Je n'ai pas trop de remords, du fait que c'est la seule période de la journée ou Chérie et moi avons du temps seul ensemble. La touche « play » de l'appareil est notre équivalent du bouton qui peut déclencher la 3e Guerre mondiale. Go! 30 minutes au décompte sans interruption.
Elle me déballe sa journée entre deux assiettes sales à rincer. Je lui raconte ensuite les faits saillants de la mienne. Il me semble oublier des choses importantes à lui raconter. Je sors mon iPod où j'ai noté les points à discuter. « Je t'ai aussi donné accès à mon agenda électronique. Comme ça, on pourra mieux synchroniser nos vies! » Chérie, sûrement la dernière sur Terre à partager mon enthousiasme techno, me fait signe de déposer mon jouet et de continuer à passer le balai en même temps qu'on discute. J'allais lui citer une étude sur l'incapacité du cerveau humain à réaliser efficacement deux tâches en même temps, quand les enfants m'ont appelé. « Papa, viens écouter la télé avec nous! »
De toutes les décisions importantes à prendre dans une journée, celle-ci reste honnêtement pour moi la plus déchirante à trancher. D'un côté, j'aimerais bien finir la 4e parenthèse laissée en suspend tout à l'heure en discutant avec ma blonde. Ce temps de ménage est devenu l'équivalent moderne de nos petits moments passés à discuter tranquillement devant un verre, dans notre ancienne vie.
D'un autre côté, j'ai juste envie de me faufiler entre mes deux enfants, leurs petites têtes de poupées blotties contre moi. Un îlot de calme dans le flot déchaîné de la journée. Je les bouscule dès le réveil, mes pauvres trésors. Vite, on s'habille pour la garderie. Vite, on déjeune. Vite, dans l'auto. Toujours plus vite jusqu'au stationnement devant la télé... le seul moment où j'en profite pour aller faire du MÉNAGE!

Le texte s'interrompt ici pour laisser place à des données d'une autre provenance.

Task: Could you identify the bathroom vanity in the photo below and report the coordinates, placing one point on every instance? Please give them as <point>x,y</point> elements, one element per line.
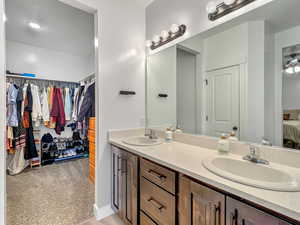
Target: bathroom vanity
<point>152,186</point>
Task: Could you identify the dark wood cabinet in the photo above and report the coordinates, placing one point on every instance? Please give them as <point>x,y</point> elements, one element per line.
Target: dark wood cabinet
<point>125,185</point>
<point>239,213</point>
<point>166,200</point>
<point>199,205</point>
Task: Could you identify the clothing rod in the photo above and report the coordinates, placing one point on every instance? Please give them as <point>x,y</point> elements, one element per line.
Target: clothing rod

Cette semaine, le non-sens m'a sauté au visage. Mon balai est tombé par-dessus le tas de petites graines. J'ai lancé la guenille de Chérie au fond de l'évier. Je lui ai attrapé la main pour la conduire jusqu'au canapé brun. On s'est glissé chacun dans le petit trou libre entre les enfants. On s'est collé les uns contre les autres pour faire une boule d'amour, comme le faisaient les gars dans ma série télévisée fétiche, Minuit le soir.
Pour oublier les soucis. Pour oublier les remords. Une pause simplement pour profiter du moment d'être en famille.